Le chrome et l’arsenic, qui augmentent le risque de cancers graves et de maladies cutanées, étaient présents comme éléments non déclarés dans respectivement 100 % et 82 % des échantillons. Les chercheurs ont aussi trouvé le lanthanide cérium, pouvant endommager le foie et provoquer des embolies pulmonaires, dans 76 % des échantillons.

Les chercheurs ont conclu que, compte tenu de la « diversité et de la présence notable dans toutes les marques, ainsi que des caractéristiques particulières des éléments trouvés », il est peu probable que ces résultats soient dus à une contamination ou à une adultération accidentelle.

Une urgence absolue d’investigation gouvernementale
Les auteurs de l’étude, qui reconnaissent que cette recherche exploratoire était limitée par la petite taille de l’échantillon, ont appelé à une analyse plus large portant sur un plus grand nombre d’échantillons, estimant qu’elle confirmerait les tendances identifiées.

Sangorrín a affirmé que ce travail devrait être mené par les chercheurs gouvernementaux :

Il est d’une urgence absolue que les gouvernements du monde entier mènent des investigations pertinentes sur ces produits, comme cela se fait habituellement en réponse aux plaintes de qualité identifiées par la pharmacovigilance.

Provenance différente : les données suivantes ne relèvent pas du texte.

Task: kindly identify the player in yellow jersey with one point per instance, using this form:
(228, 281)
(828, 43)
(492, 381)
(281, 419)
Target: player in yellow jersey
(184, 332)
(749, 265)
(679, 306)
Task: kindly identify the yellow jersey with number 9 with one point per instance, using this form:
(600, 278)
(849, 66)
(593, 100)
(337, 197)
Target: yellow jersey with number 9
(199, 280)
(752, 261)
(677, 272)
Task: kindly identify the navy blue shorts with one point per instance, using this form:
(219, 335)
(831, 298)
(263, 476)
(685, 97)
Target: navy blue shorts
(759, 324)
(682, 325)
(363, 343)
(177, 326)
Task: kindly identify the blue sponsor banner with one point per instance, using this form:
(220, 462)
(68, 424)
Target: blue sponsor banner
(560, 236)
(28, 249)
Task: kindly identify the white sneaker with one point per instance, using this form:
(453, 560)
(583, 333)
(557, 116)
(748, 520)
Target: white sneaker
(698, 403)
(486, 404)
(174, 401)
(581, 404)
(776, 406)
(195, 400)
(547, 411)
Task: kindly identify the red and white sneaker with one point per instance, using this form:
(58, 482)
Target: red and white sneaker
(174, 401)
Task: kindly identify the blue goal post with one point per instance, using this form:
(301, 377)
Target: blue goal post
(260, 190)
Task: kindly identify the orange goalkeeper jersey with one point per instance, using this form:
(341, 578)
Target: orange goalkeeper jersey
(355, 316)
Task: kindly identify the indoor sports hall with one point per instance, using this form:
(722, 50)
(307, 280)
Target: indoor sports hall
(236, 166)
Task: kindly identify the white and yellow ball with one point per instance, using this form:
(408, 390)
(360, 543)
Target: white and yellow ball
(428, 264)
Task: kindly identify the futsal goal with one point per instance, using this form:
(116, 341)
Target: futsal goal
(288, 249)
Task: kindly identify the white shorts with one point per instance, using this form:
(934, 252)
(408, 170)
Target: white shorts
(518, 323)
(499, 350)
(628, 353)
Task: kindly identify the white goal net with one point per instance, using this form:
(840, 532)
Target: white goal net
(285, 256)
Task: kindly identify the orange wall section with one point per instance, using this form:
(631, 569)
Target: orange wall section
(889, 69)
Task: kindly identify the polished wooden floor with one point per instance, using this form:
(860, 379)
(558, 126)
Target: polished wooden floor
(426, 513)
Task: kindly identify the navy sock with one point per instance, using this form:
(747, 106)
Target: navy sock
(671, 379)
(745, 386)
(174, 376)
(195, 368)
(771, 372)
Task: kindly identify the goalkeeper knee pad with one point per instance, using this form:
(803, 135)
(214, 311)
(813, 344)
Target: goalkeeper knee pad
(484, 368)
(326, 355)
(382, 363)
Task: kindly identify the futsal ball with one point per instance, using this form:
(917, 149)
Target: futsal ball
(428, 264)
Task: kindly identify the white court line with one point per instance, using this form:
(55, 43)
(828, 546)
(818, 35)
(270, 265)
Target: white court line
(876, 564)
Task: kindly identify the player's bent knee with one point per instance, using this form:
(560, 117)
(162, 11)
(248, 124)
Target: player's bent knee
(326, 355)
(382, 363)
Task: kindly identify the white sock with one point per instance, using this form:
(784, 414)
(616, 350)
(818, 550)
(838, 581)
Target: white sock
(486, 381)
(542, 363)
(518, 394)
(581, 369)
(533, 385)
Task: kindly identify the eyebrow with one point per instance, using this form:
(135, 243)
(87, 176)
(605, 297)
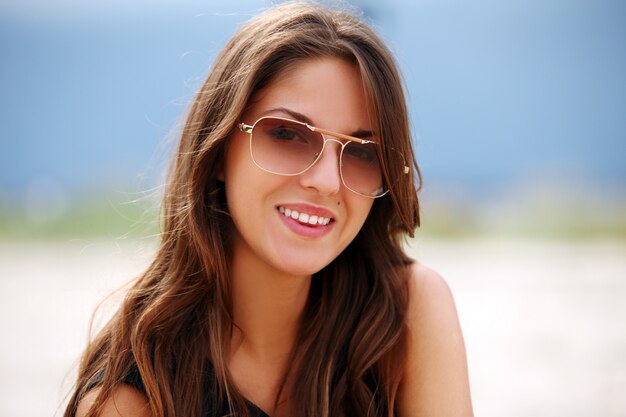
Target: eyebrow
(361, 133)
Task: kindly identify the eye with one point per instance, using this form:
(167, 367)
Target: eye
(287, 134)
(361, 153)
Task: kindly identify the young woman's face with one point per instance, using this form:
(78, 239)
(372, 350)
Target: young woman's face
(327, 92)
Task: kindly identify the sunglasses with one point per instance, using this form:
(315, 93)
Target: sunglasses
(289, 147)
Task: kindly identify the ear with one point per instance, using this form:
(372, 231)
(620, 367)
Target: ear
(219, 170)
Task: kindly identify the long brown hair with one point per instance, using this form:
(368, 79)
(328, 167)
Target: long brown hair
(175, 323)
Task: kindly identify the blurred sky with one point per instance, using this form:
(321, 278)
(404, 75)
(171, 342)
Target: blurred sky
(502, 93)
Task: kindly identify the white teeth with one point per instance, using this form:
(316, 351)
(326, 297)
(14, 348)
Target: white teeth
(304, 217)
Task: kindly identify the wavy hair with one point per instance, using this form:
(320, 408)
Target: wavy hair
(175, 323)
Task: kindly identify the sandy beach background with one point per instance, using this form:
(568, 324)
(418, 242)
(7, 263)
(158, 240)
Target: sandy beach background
(543, 319)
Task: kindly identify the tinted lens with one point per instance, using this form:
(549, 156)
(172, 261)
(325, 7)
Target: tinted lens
(284, 147)
(360, 169)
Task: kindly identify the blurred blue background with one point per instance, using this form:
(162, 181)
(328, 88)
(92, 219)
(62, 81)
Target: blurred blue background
(518, 108)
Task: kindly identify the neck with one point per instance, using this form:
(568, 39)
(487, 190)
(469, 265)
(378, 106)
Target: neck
(267, 307)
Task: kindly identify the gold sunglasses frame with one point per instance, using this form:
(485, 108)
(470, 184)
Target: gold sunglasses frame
(324, 133)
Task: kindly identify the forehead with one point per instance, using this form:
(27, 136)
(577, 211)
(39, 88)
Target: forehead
(328, 91)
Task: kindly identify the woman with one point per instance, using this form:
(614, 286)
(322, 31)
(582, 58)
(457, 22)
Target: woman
(280, 286)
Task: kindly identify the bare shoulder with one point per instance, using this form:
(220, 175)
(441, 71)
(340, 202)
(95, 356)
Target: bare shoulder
(125, 401)
(435, 381)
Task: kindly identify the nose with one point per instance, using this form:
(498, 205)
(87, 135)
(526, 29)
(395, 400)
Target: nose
(325, 176)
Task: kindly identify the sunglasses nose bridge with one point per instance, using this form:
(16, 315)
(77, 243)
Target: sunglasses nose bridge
(326, 139)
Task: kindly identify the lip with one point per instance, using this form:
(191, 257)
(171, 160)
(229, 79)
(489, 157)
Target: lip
(307, 230)
(310, 209)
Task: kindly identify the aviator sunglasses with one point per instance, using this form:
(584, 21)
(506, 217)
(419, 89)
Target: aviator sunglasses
(289, 147)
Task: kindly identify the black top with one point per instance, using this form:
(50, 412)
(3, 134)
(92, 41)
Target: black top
(133, 378)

Elle a ajouté que ceux qui cherchent justice doivent interpeller l’Organisation mondiale de la santé, les entreprises pharmaceutiques et les gouvernements pour qu’ils prennent des mesures urgentes, « conformément à la gravité de la situation, compte tenu de la hausse des taux de mortalité mondiale, des effets indésirables enregistrés et de la démonstration claire que ces produits n’ont pas été développés dans l’intention de fournir une immunité ».

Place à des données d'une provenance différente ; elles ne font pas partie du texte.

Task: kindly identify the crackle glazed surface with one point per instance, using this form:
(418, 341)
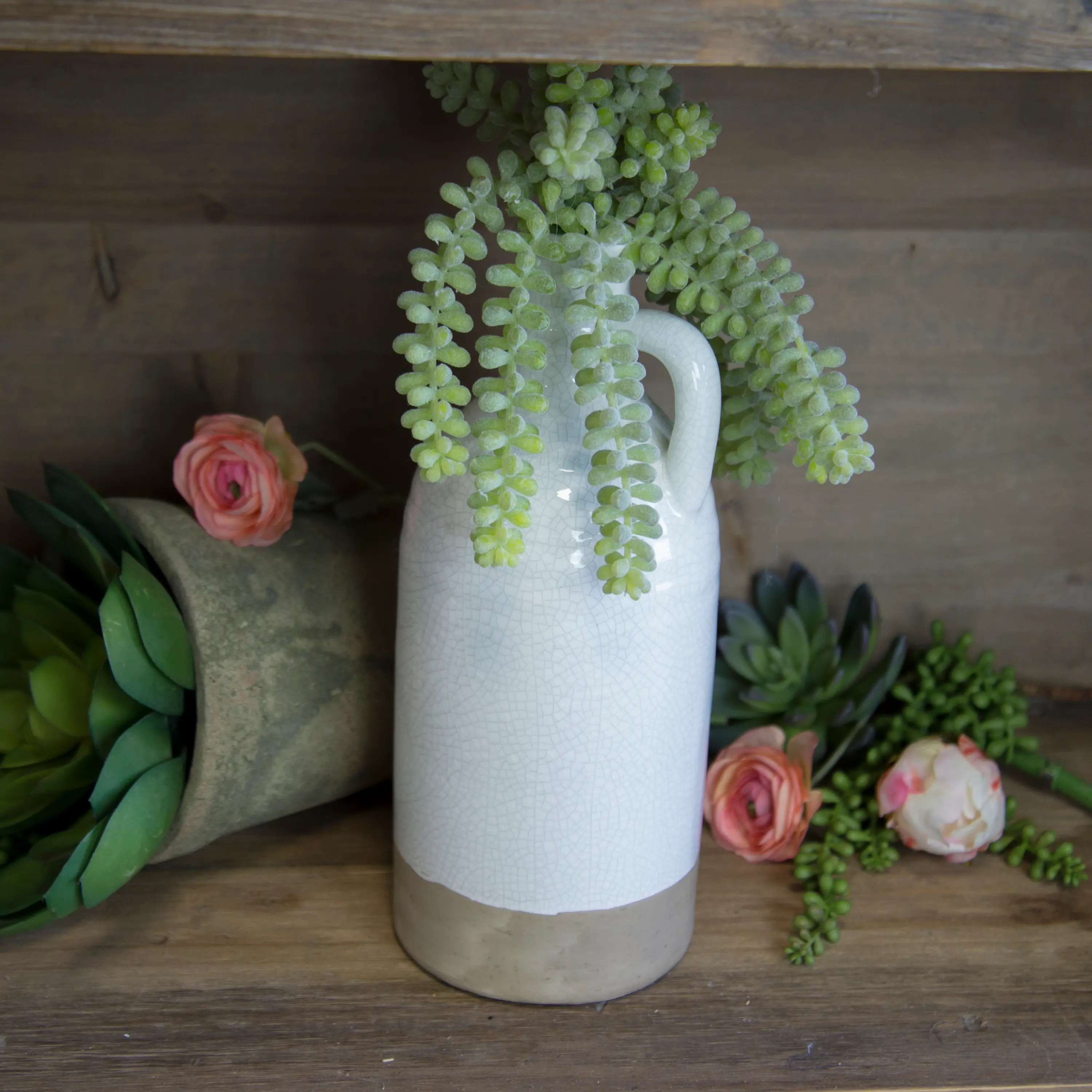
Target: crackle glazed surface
(551, 740)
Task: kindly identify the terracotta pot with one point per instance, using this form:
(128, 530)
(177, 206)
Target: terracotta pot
(294, 652)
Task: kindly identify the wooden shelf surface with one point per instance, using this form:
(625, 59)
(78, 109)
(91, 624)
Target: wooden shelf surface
(267, 961)
(967, 34)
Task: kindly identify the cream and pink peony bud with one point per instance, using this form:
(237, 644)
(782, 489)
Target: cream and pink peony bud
(241, 478)
(758, 794)
(944, 799)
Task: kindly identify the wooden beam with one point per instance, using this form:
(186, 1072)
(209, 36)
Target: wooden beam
(991, 34)
(267, 961)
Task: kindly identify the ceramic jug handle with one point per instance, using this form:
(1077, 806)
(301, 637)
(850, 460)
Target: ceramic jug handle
(696, 377)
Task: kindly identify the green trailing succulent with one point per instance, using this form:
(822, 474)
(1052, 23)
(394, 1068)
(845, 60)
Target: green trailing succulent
(592, 184)
(944, 694)
(93, 675)
(784, 661)
(948, 694)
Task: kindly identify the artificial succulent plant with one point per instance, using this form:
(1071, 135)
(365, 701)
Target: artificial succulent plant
(94, 668)
(784, 661)
(592, 183)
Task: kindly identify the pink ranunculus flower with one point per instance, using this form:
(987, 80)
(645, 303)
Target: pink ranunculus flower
(758, 794)
(241, 478)
(944, 799)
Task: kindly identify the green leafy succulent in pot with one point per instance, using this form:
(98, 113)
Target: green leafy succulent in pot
(784, 661)
(94, 671)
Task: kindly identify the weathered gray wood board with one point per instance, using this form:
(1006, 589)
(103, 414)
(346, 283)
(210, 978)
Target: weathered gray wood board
(259, 212)
(250, 141)
(267, 962)
(1039, 34)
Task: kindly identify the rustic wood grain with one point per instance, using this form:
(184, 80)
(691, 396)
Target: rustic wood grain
(977, 513)
(267, 961)
(1048, 34)
(250, 141)
(970, 349)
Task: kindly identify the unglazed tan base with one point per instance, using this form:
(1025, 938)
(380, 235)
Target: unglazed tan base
(544, 959)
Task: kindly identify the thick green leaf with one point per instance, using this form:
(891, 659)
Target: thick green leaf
(63, 842)
(46, 812)
(41, 579)
(763, 700)
(30, 919)
(74, 542)
(13, 678)
(771, 599)
(744, 623)
(42, 744)
(811, 603)
(112, 711)
(823, 668)
(56, 617)
(41, 642)
(161, 624)
(13, 709)
(766, 661)
(871, 691)
(45, 732)
(147, 744)
(62, 694)
(130, 663)
(734, 652)
(863, 611)
(855, 653)
(77, 499)
(11, 640)
(94, 656)
(64, 896)
(135, 831)
(24, 882)
(79, 772)
(15, 569)
(793, 639)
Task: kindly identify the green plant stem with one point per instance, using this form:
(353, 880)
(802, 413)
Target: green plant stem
(836, 756)
(1062, 781)
(343, 463)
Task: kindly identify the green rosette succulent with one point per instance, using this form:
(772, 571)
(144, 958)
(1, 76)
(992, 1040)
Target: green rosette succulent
(93, 675)
(784, 661)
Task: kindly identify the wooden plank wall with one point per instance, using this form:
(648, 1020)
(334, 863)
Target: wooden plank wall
(179, 235)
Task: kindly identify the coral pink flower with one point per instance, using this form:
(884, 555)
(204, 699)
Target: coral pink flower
(758, 794)
(944, 799)
(241, 478)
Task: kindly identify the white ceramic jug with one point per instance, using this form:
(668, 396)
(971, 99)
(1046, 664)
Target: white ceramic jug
(551, 740)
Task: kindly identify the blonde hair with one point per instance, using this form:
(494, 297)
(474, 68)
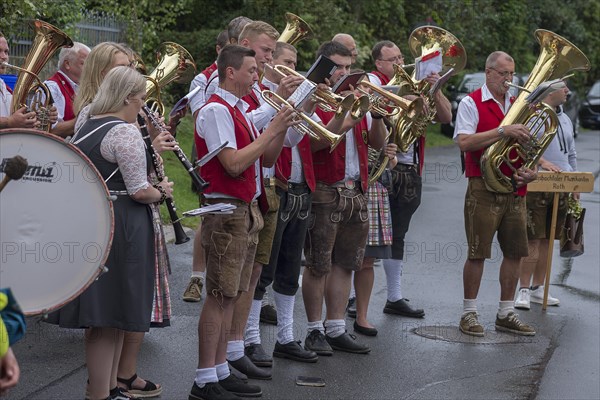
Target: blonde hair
(97, 63)
(120, 83)
(257, 28)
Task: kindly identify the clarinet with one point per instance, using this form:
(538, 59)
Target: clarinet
(200, 183)
(180, 236)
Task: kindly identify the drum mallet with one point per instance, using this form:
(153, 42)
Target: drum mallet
(13, 169)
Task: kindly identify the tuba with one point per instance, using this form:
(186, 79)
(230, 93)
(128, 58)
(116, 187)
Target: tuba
(295, 30)
(174, 64)
(47, 40)
(557, 57)
(423, 41)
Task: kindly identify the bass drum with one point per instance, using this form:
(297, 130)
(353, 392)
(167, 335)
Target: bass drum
(57, 221)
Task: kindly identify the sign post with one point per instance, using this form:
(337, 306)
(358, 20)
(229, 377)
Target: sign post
(559, 182)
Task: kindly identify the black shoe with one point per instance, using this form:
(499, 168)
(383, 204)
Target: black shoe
(238, 374)
(258, 356)
(245, 366)
(316, 342)
(294, 351)
(351, 307)
(268, 314)
(211, 391)
(347, 342)
(364, 330)
(401, 307)
(240, 388)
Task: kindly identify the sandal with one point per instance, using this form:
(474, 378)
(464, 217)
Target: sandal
(150, 390)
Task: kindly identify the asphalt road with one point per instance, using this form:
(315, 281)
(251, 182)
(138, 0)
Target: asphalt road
(561, 362)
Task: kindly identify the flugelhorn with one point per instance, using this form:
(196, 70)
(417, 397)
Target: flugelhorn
(502, 159)
(312, 128)
(329, 101)
(175, 64)
(47, 40)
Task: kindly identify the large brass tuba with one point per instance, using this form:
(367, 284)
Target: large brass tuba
(558, 56)
(175, 64)
(295, 30)
(47, 40)
(422, 41)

Les auteurs ont souligné les taux élevés d’événements indésirables graves, y compris des décès, associés à l’échelle mondiale aux vaccins COVID-19. Ils ont suggéré que ces événements indésirables et ces décès, qui sont probablement largement sous-estimés, pourraient être liés aux toxines qu’ils ont identifiées.

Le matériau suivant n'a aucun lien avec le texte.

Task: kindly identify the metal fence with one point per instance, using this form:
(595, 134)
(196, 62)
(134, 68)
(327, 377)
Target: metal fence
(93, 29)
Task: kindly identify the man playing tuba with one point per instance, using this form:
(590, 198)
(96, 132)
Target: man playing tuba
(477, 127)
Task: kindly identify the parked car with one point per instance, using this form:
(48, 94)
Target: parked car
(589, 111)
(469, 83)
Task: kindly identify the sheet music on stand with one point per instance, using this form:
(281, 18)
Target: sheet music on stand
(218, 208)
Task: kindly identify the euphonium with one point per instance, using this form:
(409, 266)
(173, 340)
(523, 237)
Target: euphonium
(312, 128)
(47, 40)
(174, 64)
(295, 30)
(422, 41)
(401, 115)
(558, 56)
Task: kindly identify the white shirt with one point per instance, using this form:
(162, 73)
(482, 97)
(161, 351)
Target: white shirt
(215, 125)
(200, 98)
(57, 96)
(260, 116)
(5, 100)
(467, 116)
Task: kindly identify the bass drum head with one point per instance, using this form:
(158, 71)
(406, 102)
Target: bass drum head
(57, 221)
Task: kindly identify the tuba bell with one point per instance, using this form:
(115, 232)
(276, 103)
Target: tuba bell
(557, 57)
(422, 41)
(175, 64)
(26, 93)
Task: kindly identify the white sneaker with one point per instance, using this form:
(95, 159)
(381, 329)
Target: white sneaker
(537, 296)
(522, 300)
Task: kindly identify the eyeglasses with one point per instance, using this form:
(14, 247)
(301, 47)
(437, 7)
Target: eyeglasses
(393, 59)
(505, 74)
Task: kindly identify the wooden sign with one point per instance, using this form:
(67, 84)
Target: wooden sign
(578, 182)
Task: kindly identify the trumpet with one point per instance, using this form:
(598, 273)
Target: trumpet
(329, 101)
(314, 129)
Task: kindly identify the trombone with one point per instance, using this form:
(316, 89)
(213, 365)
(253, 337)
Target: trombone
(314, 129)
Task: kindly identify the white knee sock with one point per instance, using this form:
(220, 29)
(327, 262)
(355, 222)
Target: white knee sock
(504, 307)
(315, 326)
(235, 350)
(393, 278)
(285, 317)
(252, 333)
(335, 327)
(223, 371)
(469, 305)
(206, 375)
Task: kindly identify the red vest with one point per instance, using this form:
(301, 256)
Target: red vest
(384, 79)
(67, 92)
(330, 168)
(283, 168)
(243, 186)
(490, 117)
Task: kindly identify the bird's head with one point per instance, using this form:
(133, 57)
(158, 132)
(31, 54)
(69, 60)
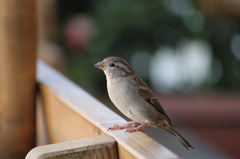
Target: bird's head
(114, 67)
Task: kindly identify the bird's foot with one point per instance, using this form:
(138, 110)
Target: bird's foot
(123, 126)
(134, 129)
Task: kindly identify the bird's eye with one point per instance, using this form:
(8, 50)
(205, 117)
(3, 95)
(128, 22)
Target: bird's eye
(111, 64)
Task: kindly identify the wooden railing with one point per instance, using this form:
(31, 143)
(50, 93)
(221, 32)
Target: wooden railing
(73, 114)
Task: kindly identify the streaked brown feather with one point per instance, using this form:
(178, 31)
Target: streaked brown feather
(147, 94)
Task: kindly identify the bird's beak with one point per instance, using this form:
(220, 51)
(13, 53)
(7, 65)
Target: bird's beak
(100, 65)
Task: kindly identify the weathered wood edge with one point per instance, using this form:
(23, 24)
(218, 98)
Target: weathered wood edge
(104, 146)
(138, 144)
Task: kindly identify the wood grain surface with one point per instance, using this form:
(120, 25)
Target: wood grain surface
(72, 113)
(17, 77)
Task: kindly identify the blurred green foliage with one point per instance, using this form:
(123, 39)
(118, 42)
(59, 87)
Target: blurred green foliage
(126, 26)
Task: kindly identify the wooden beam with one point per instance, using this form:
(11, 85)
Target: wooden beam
(17, 77)
(72, 113)
(100, 147)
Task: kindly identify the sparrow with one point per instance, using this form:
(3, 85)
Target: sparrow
(131, 95)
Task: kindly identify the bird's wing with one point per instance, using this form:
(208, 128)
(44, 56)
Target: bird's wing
(146, 93)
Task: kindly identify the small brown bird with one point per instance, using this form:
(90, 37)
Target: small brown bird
(131, 95)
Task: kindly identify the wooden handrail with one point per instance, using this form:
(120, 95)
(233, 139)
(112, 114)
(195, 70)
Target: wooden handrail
(71, 113)
(101, 147)
(18, 43)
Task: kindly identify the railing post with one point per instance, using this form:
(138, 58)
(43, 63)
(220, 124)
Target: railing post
(17, 77)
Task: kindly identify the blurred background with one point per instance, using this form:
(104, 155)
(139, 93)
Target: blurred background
(188, 51)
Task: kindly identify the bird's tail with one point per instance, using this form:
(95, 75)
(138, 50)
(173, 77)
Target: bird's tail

Lyons-Weiler a lui aussi appelé à une action réglementaire pour protéger la santé publique :

Les agences réglementaires doivent prendre des mesures immédiates pour suspendre l’utilisation de ces vaccins, enquêter en profondeur sur la manière dont ces toxines ont échappé aux contrôles, et s’assurer que l’ensemble des ingrédients soit déclaré de manière transparente et que le public soit dûment et pleinement averti. La santé publique ne peut plus être jouée aux dés face à de si profondes incertitudes.